Landkarte von Hessen
Mit dieser Anzahl bietet das knapp 23.000 qkm große Bundesland mehr an solch bewahrenswerten Schätzen als manch eine Nation. Das lockt, doch für Hessen-Neulinge hat eine Welterbe-Tour womöglich einige Tücken. Ein Auto mit „Navi“ wäre von Vorteil.
Die meisten Welterbestätten liegen im engeren oder weiteren Umfeld von Frankfurt am Main, die wir quasi im Uhrzeigersinn umrunden.
Grube Messel, Forscher unterm Zelt. Foto: Ursula Wiegand
Erstes Ziel ist die Grube Messel südlich von Frankfurt und nordöstlich von Darmstadt. Seit 1995 ist sie ein Weltnaturerbe, auf den ersten Blick aber nur eine große grüne Mulde. Erst im Besucherzentrum und bei der Führung wird klar, dass sich hier die Erdgeschichte 47 Millionen Jahre zurückverfolgen lässt.
Damals herrschte in dieser Gegend ein tropisches Klima. Nach der Explosion heißer unterirdischer Gesteinsschichten entstand ein Maarkrater, der sich mit Wasser füllte. In ihm lebten und verendeten Fische und Getier aus dem Regenwald. Algenschlamm bedeckte die auf den Grund gesackten Reste. Der daraus entstandene Ölschiefer wurde bis 1962 abgebaut.
Grube Messel, Insektenfresser, ein Original. Foto: Ursula Wiegand
Schon während der industriellen Nutzung hatte man Fossilien entdeckt. Proteste von Bevölkerung und Wissenschaftlern verhinderten Pläne, die Grube als Mülldeponie zu nutzen. Stattdessen begannen die Forscher zu graben und fanden uralte Hölzer sowie Überbleibsel von Amphibien, Insekten, Vögeln und Säugetieren.
Grube Messel, das Urpferdchen (Replik). Foto: Ursula Wiegand
„Mit bislang rund 10.000 Funden ist Messel weltweit eine der ergiebigsten Fossilienlagerstätten,“ schreibt die Deutsche UNESCO-Kommission. Geforscht wird dort nach wie vor. Einiges ist vor Ort als Kopie zu sehen, anderes wie der Insektenfresser und ein Mini-Krokodil sind Originale. Berühmt wurde das Urpferdchen, dessen Abdruck – eine Replik – im Gelände gezeigt wird. Quicklebendig wäre es der Star in jedem Streichelzoo. (www.grube-messel.de)

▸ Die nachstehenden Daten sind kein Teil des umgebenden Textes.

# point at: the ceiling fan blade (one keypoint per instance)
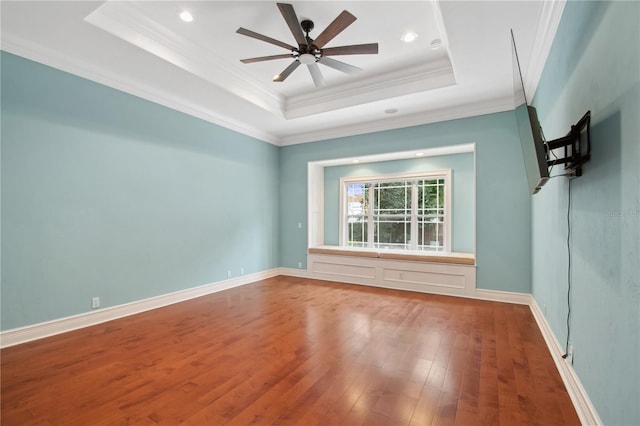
(284, 74)
(289, 15)
(265, 58)
(354, 49)
(316, 75)
(258, 36)
(340, 66)
(336, 27)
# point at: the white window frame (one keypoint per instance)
(427, 175)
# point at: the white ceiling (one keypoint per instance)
(145, 49)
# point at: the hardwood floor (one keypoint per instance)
(294, 351)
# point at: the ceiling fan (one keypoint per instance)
(309, 51)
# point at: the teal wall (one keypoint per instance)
(503, 211)
(593, 65)
(105, 194)
(462, 184)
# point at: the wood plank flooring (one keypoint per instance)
(294, 351)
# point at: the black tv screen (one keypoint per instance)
(531, 141)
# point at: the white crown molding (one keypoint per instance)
(548, 23)
(402, 81)
(584, 407)
(127, 21)
(453, 113)
(50, 328)
(88, 71)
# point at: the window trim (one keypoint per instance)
(393, 177)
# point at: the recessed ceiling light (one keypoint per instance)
(186, 16)
(409, 36)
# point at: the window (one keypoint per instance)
(402, 212)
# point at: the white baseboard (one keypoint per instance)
(293, 272)
(584, 408)
(502, 296)
(20, 335)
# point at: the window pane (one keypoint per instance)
(356, 199)
(392, 232)
(386, 211)
(431, 197)
(357, 231)
(431, 234)
(392, 198)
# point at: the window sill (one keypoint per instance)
(452, 258)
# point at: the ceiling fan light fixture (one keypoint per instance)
(307, 58)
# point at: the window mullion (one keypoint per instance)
(414, 215)
(370, 216)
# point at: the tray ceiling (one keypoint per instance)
(144, 48)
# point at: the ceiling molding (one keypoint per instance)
(403, 81)
(548, 23)
(417, 119)
(126, 21)
(99, 75)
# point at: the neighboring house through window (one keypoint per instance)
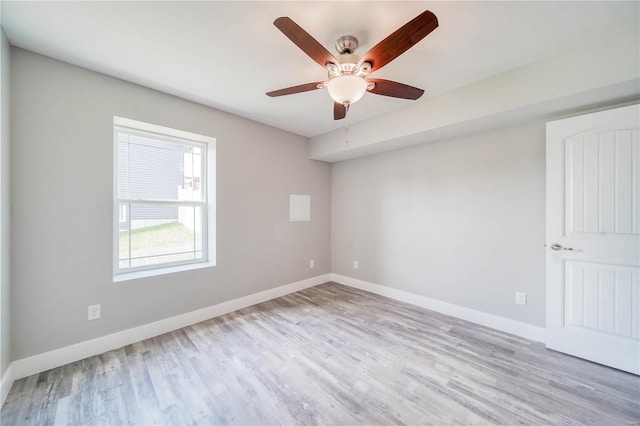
(163, 196)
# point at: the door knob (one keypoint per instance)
(557, 247)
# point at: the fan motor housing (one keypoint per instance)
(346, 44)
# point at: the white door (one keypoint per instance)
(593, 230)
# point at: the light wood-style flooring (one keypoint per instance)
(328, 355)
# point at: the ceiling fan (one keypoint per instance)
(348, 73)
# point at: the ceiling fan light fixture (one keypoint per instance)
(347, 89)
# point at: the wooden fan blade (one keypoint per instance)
(394, 89)
(400, 40)
(295, 89)
(304, 41)
(339, 111)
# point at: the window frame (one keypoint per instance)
(164, 134)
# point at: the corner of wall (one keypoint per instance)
(5, 329)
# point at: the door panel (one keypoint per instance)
(593, 211)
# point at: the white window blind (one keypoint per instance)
(160, 201)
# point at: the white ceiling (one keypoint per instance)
(227, 54)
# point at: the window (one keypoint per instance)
(163, 215)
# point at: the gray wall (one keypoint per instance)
(5, 331)
(61, 244)
(460, 220)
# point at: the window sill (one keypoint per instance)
(127, 276)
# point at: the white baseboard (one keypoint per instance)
(5, 383)
(507, 325)
(59, 357)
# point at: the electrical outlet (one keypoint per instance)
(94, 312)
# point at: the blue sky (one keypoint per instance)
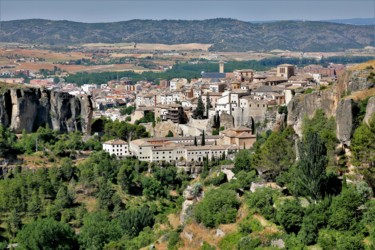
(247, 10)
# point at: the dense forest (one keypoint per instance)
(76, 196)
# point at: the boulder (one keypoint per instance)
(344, 121)
(370, 109)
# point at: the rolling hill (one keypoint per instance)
(224, 34)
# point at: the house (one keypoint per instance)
(117, 147)
(177, 83)
(285, 70)
(242, 137)
(244, 75)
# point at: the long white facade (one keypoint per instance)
(117, 147)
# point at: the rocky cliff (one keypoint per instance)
(31, 108)
(306, 105)
(338, 101)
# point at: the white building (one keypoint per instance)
(117, 147)
(88, 88)
(177, 83)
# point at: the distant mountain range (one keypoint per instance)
(224, 34)
(355, 21)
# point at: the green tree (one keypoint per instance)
(170, 134)
(98, 230)
(290, 214)
(7, 142)
(208, 104)
(363, 151)
(242, 161)
(47, 234)
(263, 200)
(125, 177)
(134, 220)
(198, 113)
(344, 210)
(311, 171)
(218, 206)
(64, 198)
(14, 223)
(316, 217)
(275, 155)
(326, 128)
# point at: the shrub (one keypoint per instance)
(262, 201)
(218, 206)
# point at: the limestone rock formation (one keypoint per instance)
(30, 108)
(344, 121)
(370, 109)
(306, 105)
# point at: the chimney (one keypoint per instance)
(221, 66)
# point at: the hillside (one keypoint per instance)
(224, 34)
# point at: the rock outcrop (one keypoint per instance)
(31, 108)
(344, 121)
(306, 105)
(370, 109)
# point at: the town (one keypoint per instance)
(208, 117)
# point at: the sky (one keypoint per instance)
(247, 10)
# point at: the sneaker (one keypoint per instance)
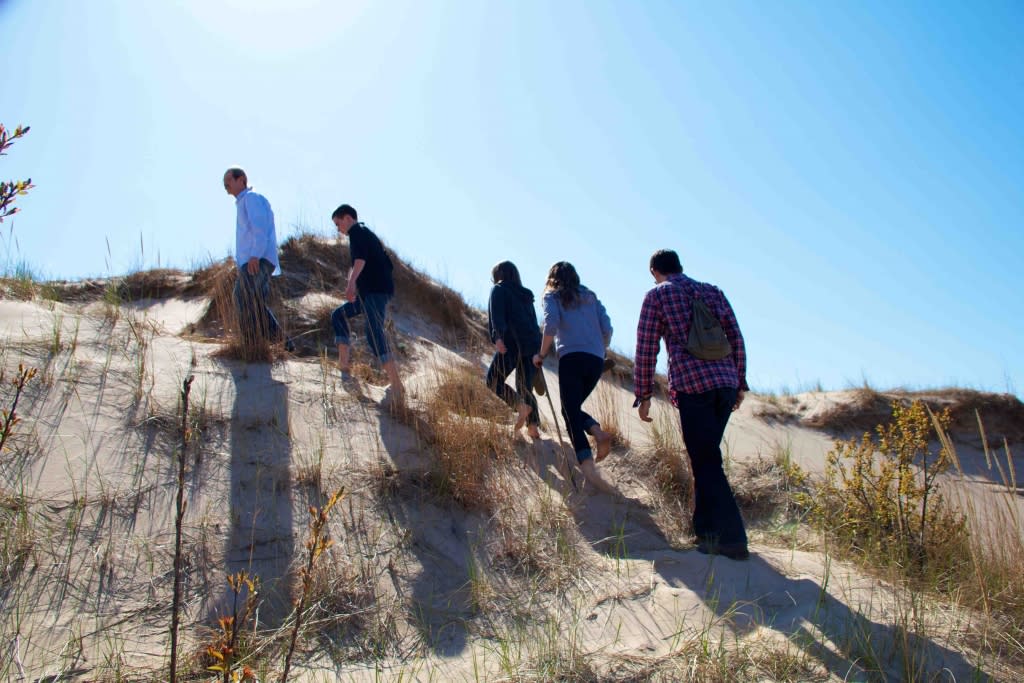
(603, 439)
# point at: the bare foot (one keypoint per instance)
(520, 420)
(603, 444)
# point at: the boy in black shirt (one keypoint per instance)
(369, 290)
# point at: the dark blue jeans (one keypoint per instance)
(704, 417)
(252, 293)
(501, 367)
(375, 306)
(578, 375)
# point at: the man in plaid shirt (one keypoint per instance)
(706, 392)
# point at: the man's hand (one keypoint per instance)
(739, 399)
(645, 411)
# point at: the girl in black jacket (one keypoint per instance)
(516, 337)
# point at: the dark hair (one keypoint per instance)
(564, 281)
(507, 271)
(344, 210)
(237, 173)
(666, 261)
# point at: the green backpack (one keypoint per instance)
(707, 339)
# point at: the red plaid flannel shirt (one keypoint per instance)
(666, 314)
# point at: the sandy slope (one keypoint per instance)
(95, 456)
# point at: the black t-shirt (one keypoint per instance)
(376, 276)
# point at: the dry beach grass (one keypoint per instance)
(446, 557)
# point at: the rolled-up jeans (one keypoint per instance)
(375, 307)
(252, 294)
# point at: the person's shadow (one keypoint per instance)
(439, 537)
(261, 540)
(744, 596)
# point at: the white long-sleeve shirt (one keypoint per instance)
(254, 232)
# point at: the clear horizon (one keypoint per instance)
(850, 174)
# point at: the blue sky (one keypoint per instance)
(850, 173)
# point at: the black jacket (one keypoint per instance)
(512, 318)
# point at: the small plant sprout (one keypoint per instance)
(10, 418)
(315, 546)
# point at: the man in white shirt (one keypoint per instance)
(256, 256)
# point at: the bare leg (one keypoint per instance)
(594, 476)
(520, 420)
(343, 363)
(603, 439)
(397, 390)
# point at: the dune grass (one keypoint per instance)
(97, 562)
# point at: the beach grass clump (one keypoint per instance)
(882, 500)
(470, 435)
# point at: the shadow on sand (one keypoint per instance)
(744, 596)
(261, 540)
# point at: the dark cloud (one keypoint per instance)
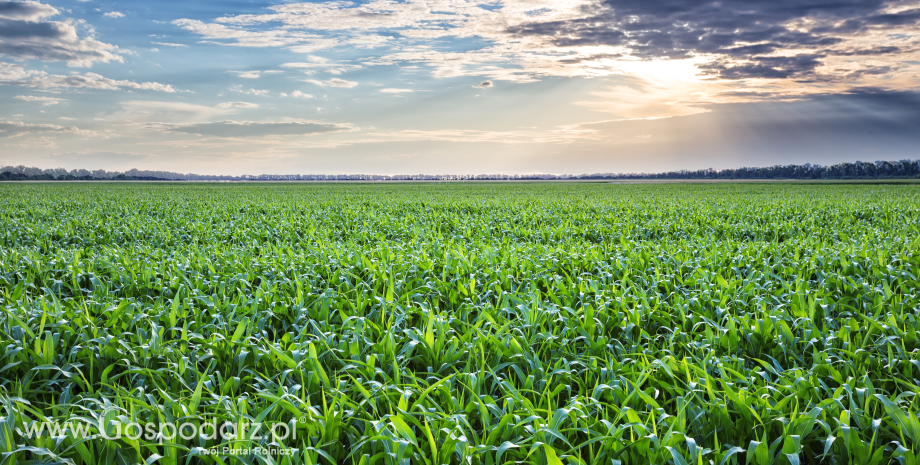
(595, 57)
(250, 129)
(800, 66)
(23, 37)
(739, 29)
(877, 50)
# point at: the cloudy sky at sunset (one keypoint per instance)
(515, 86)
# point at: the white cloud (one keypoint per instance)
(16, 128)
(26, 10)
(43, 142)
(254, 129)
(87, 80)
(248, 74)
(42, 99)
(237, 105)
(259, 92)
(151, 111)
(334, 82)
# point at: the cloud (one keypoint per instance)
(25, 36)
(26, 11)
(43, 100)
(796, 41)
(247, 74)
(76, 80)
(156, 111)
(237, 105)
(322, 64)
(259, 92)
(253, 129)
(43, 142)
(15, 128)
(334, 82)
(749, 38)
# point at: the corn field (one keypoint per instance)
(531, 323)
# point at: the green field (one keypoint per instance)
(539, 323)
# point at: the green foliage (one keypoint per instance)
(464, 323)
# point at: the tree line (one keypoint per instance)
(855, 170)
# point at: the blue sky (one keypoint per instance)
(574, 86)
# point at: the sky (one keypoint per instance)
(456, 86)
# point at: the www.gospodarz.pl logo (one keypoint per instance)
(110, 425)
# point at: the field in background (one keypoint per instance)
(544, 323)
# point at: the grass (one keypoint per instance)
(544, 323)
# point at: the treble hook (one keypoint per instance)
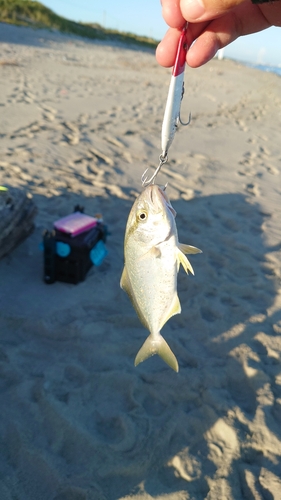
(146, 182)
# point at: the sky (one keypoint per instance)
(143, 17)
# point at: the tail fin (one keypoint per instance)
(157, 346)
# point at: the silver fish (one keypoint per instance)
(152, 259)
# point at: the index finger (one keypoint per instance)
(172, 14)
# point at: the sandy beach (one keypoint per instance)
(80, 121)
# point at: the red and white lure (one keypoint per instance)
(172, 111)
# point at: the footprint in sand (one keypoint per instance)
(253, 189)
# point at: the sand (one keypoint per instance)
(80, 122)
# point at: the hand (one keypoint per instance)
(213, 24)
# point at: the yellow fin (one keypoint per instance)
(188, 249)
(158, 346)
(124, 282)
(174, 309)
(183, 260)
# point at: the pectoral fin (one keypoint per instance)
(158, 346)
(183, 260)
(124, 282)
(189, 248)
(174, 309)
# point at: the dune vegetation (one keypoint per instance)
(35, 14)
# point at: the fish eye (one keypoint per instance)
(142, 216)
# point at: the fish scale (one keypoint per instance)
(152, 259)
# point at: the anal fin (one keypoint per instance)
(188, 249)
(158, 346)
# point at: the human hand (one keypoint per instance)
(213, 24)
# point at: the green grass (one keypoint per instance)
(34, 14)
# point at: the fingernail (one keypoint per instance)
(194, 9)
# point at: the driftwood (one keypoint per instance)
(17, 212)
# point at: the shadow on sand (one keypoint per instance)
(80, 422)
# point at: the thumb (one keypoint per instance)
(205, 10)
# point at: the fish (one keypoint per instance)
(153, 255)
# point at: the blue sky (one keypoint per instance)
(143, 17)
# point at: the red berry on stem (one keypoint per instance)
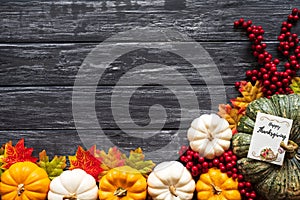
(294, 11)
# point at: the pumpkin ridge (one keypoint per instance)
(38, 176)
(272, 182)
(11, 181)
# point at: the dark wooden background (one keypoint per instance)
(44, 43)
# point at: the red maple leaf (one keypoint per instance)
(18, 153)
(87, 162)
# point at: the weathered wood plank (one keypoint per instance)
(51, 107)
(58, 64)
(45, 21)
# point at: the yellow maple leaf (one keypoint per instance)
(249, 94)
(232, 115)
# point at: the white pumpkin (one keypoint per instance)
(209, 135)
(170, 181)
(73, 184)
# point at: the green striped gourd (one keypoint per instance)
(271, 181)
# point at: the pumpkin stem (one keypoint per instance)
(216, 189)
(120, 192)
(70, 197)
(291, 148)
(173, 190)
(210, 136)
(21, 189)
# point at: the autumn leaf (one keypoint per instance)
(54, 167)
(1, 157)
(113, 158)
(249, 94)
(18, 153)
(87, 162)
(136, 160)
(295, 85)
(232, 115)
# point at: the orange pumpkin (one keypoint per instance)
(123, 183)
(24, 181)
(215, 185)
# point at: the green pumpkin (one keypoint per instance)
(271, 181)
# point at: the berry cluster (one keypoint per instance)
(274, 81)
(197, 165)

Kloster Lorsch, Torhalle, Plakat. Foto: Ursula Wiegand
Solche Altersrekorde kann das 38 km südwärts liegende Benediktinerkloster Lorsch an der südhessischen Bergstraße nicht bieten. Erhalten ist ohnehin nur die Torhalle (auch Königshalle genannt), ein einmaliger Bau aus karolingischer Zeit und schon seit 1991 Weltkulturerbe. Die zierliche Halle mit der rot-weiß gemusterten Fassade datiert von 764, feiert also in 2014 ihren 1.250. Geburtstag. Das heißt, sich schön zu machen. Deswegen versteckt sie sich zurzeit hinter einem Gerüst, nur ein Plakat zeigt ihre wahre Anmut.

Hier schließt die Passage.